Towns do not spring into
existence consummate and complete.
Nor do they commence with eight
houses, systematically distributed, each in the centre of a forty-acre
lot. And in the case of a town settlement of three hundred and twenty
acres; as well as that of a farm site of one hundred and sixty acres,
all which can be lawfully requisite to communicate to the occupants
the right of preemption to the block of land, including every one of
its quarter quarter-sections, is improvement, or indication of the
improvement of the entire block, acts of possession or use regarding
it, consonant with the nature of the thing. That, in a farm, will be
the erection of a house and outhouses, cultivation, and use of
pasturage or woodland: in a town, it will be erecting houses or shops,
platting out the land, grading or opening streets, and the like signs
and marks of occupation or special destination.

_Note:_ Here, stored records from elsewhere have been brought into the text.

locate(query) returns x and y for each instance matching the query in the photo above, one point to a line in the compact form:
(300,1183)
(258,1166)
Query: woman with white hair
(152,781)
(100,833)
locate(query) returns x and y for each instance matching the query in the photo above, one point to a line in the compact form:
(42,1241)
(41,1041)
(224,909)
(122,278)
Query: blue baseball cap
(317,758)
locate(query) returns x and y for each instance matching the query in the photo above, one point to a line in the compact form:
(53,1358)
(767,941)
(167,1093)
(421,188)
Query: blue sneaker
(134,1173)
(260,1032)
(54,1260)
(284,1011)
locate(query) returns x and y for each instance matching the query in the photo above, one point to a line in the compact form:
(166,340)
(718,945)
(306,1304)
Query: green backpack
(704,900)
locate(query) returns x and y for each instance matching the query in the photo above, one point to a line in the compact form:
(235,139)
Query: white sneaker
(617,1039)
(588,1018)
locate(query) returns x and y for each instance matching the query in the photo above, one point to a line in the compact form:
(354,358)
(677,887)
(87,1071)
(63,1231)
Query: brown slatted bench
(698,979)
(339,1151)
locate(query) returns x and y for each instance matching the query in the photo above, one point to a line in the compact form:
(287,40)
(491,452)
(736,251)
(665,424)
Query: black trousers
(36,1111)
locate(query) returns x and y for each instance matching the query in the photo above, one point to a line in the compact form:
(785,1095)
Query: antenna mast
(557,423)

The same considerations lead to the conclusion that it would not be
just to confine the proofs of occupation to facts existing at its very
incipiency. The inchoate or equitable right, as against all others,
begins from the beginning of the occupation: the ultimate sufficiency
of that occupation is to be determined in part by subsequent facts,
which consummate the occupation, and also demonstrate its bona fides.
If it were otherwise, there would be an end of all the advantage
expressly given by the statute to priority of occupation.